CDL’s microforests are tiny. While studies by National University of Singapore have shown they have some cooling effect on their immediate surroundings, unless they can scale, their impact will be negligible.
Other companies and government agencies will need to plant their own – or refrain from cutting down the forest that still stands on their premises.
Officials are fond of claiming that Singapore is 40% covered by greenery, and is one of the world’s greenest cities – but only a chunk of its greenery is forest.
The city should also look to “de-ornamentalise” its greening efforts, opting for more native species that are more resilient to heat and cheaper to maintain, argues Professor Veera Sekaran, who led the planting of CDL’s microforest.

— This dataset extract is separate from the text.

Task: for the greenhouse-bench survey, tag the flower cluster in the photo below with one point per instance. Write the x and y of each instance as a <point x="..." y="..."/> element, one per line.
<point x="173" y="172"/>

Singapore relies heavily on imported ornamental plants to green its buildings and public spaces, but should invest more in indigenous species that are better adapted to extreme heat, disease and pests while supporting richer biodiversity, argues Sekaran.
This would require a rethink of the Building and Construction authority’s Green Mark certification scheme, to better incentivise planting native species and cultivating wilder areas, Sekaran says.
But introducing more native-based green spaces would require a “mindset shift” among residents – one that began during Covid, when large areas of the city’s green spaces were left to grow wild.
Though Singapore has ambitions to be a “city in nature”, many residents are not ready to accept that with wilder areas come critters.
Culturally, Singapore is a biophobic city.
Building owners are often reluctant to adopt more naturalistic planting, fearing it will attract wildlife in a city that is not always comfortable with close proximity to nature.
Supply chain constraints are another hurdle. Native species are difficult to source from local nurseries, a concern echoed by Dr Stephan Gale, head of flora conservation at Kadoorie Farm and Botanic Garden in Hong Kong, on a podcast last year.
But Singapore will need to pivot from its manicured ‘garden city’ approach to greening, and find the courage to walk on the wild side as the tropical city-state gets hotter and sweatier.